Go Green members also lead the charge in recycling efforts, including an ongoing collection of plastic grocery bags for the Trex composite decking company’s Bags to Benches program. Any group that collects 500 pounds of bags in a six-month period earns a bench, and Asbury Solomons now has 8 benches and counting.
Birds, bees, and butterflies
At Riverwoods in Lewisburg, Pa., residents and avid gardeners Mary Ellen Beaver and Diane Reed plant and tend to 15 large pots placed across the campus.
“Every day is Earth Day for me,” says Mary Ellen, who acquired her green thumb from her father, a gardener who grew flowers and most of the family’s produce.

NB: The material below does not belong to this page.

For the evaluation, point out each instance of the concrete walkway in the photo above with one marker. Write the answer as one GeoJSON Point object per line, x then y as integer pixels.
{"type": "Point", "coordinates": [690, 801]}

Mary Ellen and Diane focus their efforts on creating pollinator garden pots which attract bees, butterflies, hummingbirds, and other beneficial creatures that transfer pollen from flower to flower. These small gardens can make a huge difference as pollinators – especially bees – have suffered from loss of habitat, misuse of chemicals, and the spread of invasive plants and species. They make a nice supplement the community’s original butterfly garden located behind RidgeCrest Apartments.
Campuses at Asbury Place in Kingsport, Tenn., and Springhill in Erie, Pa., have flourishing pollinator-friendly butterfly gardens. Springhill’s garden was established by a retired entomologist, and is maintained by residents in collaboration with Penn State master gardeners.
Reduce, Reuse, Recycle
At Normandie Ridge in York, Pa., the Environmental Committee spearheads common-place recycling efforts in addition to less common ones like eyeglass recycling and medication disposal. Two ‘recycling’ programs – one for sneakers and the other for LEGOs – support disadvantaged children.
When residents discovered that only corrugated cardboard, not other types of paper, was being recycled by their refuse hauler, they decided to do it themselves. Working with a local business, residents make daily pickups from trash and then deliver it to Continental twice a week.
The committee is also working with a local business that converts plastics and Styrofoam into gravel-like material for building blocks and paving. Volunteers collect plastic from trash rooms daily and are currently filling a 15 or more trash bags weekly.
Home to a 17-acre Nature Preserve with two ponds and a stream and a certified arboretum, Asbury Methodist Village in Gaithersburg, Md., is a model eco-friendly campus. In 2017 Asbury partnered with a local company to compost all food scraps from its kitchens and dining venues – 84 tons worth of food the first year. Residents began composting one year later.
In April of 2023, the community was once again awarded a Gaithersburg Environmental Award from the city’s mayor. The community’s 2022 green efforts resulted in:
The resident-run Habitat Action Committee, a group of about 30 residents, works to nurture the environment and sustain the hundreds of species of plant and animal life on the 134-acre campus by eliminating invasive plants, monitoring newly planted trees, and tending to five pollinator gardens to attract butterflies and birds. Those efforts include the installation of 14 bluebird nest boxes as well as bird feeders in the Nature Preserve and monitoring four beehives.
“We have a campus that no other retirement community in the area can rival, and we’re honored to be able to advocate for it,” says Kris Martin, Chair of the Habitat Action Committee.